Dwellers In the Land by Kirkpatrick Sale
John Wesley Powell is one of those Americans that more people should know. I mention him here because he was the second director of the U.S. Geological Survey, and in 1890, he proposed a radical policy: the states of the western United States should be determined by their watersheds (that map can be found here).
Powell’s plan is a quintessential example of the bioregionalism that Sale argues for in this book. Imagine a world structured around natural ecological boundaries, rather than national and political parameters. Sale presents this alternative way of organizing society (smaller scale, more ecologically sound, individually independent yet interdependent communities, with renewable economies and cultures that are more in touch with natural rhythms), and how it would respond and solve many present and impending ecological, economic, social, and spiritual crises.
While some of the specific examples and data felt somewhat dated, I found the higher scale meta discussion very much worthwhile. I even used the below quote in my “Steelmanning Degrowth: The Catalytic Society” post in October.

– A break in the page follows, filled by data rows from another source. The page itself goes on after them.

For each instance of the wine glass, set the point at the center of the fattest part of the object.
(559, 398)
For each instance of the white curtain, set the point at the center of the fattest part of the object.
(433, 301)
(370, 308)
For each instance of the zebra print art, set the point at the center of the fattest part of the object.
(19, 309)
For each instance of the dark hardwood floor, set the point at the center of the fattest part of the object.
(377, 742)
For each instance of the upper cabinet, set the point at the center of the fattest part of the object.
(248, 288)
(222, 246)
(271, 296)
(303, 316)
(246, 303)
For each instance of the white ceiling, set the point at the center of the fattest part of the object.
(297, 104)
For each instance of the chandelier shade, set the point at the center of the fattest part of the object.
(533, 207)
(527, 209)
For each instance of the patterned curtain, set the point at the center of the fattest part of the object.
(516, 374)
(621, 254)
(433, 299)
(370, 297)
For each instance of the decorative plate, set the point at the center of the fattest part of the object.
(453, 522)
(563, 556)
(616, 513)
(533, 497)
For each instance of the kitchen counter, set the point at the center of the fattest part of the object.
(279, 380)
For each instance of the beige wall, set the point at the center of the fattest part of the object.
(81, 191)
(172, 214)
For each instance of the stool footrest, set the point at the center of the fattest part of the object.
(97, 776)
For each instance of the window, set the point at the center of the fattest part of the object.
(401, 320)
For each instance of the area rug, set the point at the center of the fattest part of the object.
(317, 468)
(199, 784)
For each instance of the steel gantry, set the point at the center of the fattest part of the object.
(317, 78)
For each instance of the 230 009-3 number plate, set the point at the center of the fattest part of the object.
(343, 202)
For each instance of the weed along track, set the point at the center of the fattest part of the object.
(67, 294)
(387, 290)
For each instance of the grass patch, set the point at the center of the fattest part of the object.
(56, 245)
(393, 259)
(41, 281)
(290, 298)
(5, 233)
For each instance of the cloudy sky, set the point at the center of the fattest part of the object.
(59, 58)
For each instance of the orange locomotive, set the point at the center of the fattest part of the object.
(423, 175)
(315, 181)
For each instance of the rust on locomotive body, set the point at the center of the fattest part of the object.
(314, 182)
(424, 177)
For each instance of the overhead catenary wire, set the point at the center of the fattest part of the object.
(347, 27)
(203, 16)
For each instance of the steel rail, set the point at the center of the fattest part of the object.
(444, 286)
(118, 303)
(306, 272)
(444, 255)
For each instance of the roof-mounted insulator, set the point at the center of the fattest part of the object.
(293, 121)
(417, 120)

“It will take some time before people recognize that the project… is neither nostalgic nor utopian but rather the realistic sort of occupation anyone can participate in every day that has an immediate and practical chance of curbing our present waste and recklessness.” - Kirkpatrick Sale
Orfeo by Richard Powers
In each of the last four years, I have read one Richard Powers novel. First it was The Overstory, then Bewilderment, then The Echo Maker, and now Orfeo. Each one compelled me to read deeper into his catalog, and there will be no stopping next year. In Orfeo, when a retired music professor’s hobby microbiology lab draws the attention of Homeland Security, he flees cross-country reflecting through a fever-dream memory of his entire life.